Northwell Health Labs in New Hyde Park is testing for the coronavirus after receiving state and federal authorization to begin manual testing for the virus.

“Utilizing a testing process developed and approved by the New York State Department of Health (DOH), Northwell’s Lab expects to manually test 90 potential coronavirus samples within the first full day,” Dr. Dwayne Breining, executive director of the Northwell Labs said. “With one of North America’s largest automated testing lines, the facility processes about 20 million tests annually. Beyond the manual testing authorized, Northwell Labs is seeking the U.S. Food & Drug Administration’s approval to use semi-automated testing within the next week. This would give the laboratory the capability to process hundreds of tests daily, with a plan to ramp up to thousands daily in the near future.”

While the expanded ability to test patients for coronavirus will greatly enhance Northwell’s ability to manage patients with potential infection, testing will continue to be reserved for those at risk for severe disease and who have had confirmed close contact with an infected individual.

“Only people who meet that criteria will be tested and that testing is currently being performed at hospital emergency departments and urgent care centers,” Dr. John D’Angelo, chair of emergency medicine at Northwell said. Northwell operates 18 emergency departments throughout New York City, Long Island and Westchester County. “Even as our testing capacity increases, we will continue to screen people judiciously so we can focus our attention on those most at risk for severe coronavirus infection, who require more-immediate and intensive medical attention. All others who are concerned about exposure but who have mild or no symptoms should recuperate at home.”

New York Governor Andrew Cuomo praised Northwell Health Labs for its advanced lab.

“This is one of the most technologically advanced labs in the state of New York, and one of the most sophisticated labs in the United States of America,” he said in a press conference last weekend. “This lab can do high-throughput automated testing, which expands exponentially the number of tests that can be done. Let’s increase as quickly as possible our testing capacity so we identify the positive people, so we can isolate them and be successful in our containment.”

Nassau County Executive Laura Curran authorized the closing of all county public schools for the next two weeks in order to curb the community spread that is ongoing with the coronavirus.
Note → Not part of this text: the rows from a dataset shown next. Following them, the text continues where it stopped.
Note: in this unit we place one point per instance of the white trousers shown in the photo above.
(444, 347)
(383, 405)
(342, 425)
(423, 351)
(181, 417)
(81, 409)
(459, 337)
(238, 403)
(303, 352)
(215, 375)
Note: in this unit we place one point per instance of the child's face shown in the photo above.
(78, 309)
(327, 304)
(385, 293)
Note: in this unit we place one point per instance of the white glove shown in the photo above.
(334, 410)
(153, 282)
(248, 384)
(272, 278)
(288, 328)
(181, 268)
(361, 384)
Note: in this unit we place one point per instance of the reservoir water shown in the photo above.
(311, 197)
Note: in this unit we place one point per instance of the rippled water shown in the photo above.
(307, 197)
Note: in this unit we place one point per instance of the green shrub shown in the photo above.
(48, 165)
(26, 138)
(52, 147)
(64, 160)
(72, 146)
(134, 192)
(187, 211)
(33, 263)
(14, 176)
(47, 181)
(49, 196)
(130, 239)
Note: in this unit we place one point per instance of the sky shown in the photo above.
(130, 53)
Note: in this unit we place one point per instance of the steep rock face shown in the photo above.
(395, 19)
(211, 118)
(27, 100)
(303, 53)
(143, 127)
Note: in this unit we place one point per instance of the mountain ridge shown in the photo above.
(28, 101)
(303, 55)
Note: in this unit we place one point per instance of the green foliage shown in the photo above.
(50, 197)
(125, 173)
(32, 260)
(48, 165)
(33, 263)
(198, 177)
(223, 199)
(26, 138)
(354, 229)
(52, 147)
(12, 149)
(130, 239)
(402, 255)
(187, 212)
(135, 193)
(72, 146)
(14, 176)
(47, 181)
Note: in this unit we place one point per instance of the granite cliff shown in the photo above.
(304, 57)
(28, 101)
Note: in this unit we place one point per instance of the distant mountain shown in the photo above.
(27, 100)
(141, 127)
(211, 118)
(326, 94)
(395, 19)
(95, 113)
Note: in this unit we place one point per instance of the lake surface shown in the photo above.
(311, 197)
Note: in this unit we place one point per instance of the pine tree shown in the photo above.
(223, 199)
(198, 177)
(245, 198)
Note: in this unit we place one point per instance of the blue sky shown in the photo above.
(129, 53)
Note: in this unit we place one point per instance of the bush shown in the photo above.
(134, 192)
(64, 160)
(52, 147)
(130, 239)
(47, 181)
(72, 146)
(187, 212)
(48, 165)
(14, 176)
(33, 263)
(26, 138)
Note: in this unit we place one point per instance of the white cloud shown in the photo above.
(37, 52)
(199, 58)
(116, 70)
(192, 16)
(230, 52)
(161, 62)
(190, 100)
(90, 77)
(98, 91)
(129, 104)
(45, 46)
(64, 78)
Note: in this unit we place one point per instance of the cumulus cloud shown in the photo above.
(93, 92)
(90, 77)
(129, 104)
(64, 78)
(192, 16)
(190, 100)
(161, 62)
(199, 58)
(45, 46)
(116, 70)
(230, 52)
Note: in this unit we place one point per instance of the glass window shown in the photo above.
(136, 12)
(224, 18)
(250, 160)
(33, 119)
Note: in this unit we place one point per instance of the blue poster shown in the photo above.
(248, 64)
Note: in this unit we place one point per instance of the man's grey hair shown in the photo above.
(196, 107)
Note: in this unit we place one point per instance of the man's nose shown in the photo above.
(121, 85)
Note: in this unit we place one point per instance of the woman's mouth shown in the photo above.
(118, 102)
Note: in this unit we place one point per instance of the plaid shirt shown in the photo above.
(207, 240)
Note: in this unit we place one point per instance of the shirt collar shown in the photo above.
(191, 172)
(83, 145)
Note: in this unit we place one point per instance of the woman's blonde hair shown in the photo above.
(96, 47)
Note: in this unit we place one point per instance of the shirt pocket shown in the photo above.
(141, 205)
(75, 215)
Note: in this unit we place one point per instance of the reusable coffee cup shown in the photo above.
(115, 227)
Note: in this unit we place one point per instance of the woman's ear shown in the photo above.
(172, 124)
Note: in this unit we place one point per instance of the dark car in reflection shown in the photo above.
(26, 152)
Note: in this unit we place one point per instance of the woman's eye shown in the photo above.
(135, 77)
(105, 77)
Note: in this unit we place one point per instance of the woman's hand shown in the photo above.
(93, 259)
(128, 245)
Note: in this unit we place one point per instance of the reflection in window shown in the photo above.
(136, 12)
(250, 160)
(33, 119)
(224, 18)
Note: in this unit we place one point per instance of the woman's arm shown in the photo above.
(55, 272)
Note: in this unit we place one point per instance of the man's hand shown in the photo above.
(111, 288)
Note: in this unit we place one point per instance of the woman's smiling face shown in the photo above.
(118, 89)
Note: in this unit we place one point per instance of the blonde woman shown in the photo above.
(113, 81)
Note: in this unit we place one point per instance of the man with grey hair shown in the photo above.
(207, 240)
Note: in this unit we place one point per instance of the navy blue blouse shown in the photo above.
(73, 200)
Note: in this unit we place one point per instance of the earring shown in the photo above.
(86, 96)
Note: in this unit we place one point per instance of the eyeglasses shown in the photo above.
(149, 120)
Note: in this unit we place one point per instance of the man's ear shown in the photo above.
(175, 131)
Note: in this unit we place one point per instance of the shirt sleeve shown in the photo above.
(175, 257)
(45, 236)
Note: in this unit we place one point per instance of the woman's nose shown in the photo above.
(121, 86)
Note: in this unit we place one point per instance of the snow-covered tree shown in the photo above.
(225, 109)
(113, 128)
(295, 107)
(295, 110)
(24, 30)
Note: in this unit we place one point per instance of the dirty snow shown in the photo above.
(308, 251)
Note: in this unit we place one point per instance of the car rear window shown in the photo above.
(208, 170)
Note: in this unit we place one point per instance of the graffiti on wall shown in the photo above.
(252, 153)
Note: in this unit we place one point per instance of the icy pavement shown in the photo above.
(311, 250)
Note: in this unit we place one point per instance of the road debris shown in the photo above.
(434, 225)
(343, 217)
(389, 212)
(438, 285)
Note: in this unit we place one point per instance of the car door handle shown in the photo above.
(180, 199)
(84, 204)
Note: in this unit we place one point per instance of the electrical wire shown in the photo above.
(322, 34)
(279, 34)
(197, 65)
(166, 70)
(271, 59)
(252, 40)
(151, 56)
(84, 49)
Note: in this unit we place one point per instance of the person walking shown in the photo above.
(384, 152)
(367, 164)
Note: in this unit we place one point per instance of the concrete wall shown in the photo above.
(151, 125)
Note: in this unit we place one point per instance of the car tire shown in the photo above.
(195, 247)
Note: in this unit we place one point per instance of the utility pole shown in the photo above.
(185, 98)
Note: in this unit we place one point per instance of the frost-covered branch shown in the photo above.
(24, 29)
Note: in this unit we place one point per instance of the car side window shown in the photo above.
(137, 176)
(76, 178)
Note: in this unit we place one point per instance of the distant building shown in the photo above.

“This action, being done out of an abundance of caution to contain the spread of the novel coronavirus (COVID-19), means that no staff or students are to report to school from Monday, March 16 through Friday, March 27,” the Sewanhaka School District said in a statement on their website. “There will be no activities or events during this time. We will be in touch regarding further guidance for any coursework that can be completed from home during this time. For those who may have children relying on free/reduced breakfast and lunch options through the school lunch program, the district is coordinating a “grab and go” program to continue supplying those meals, if needed.”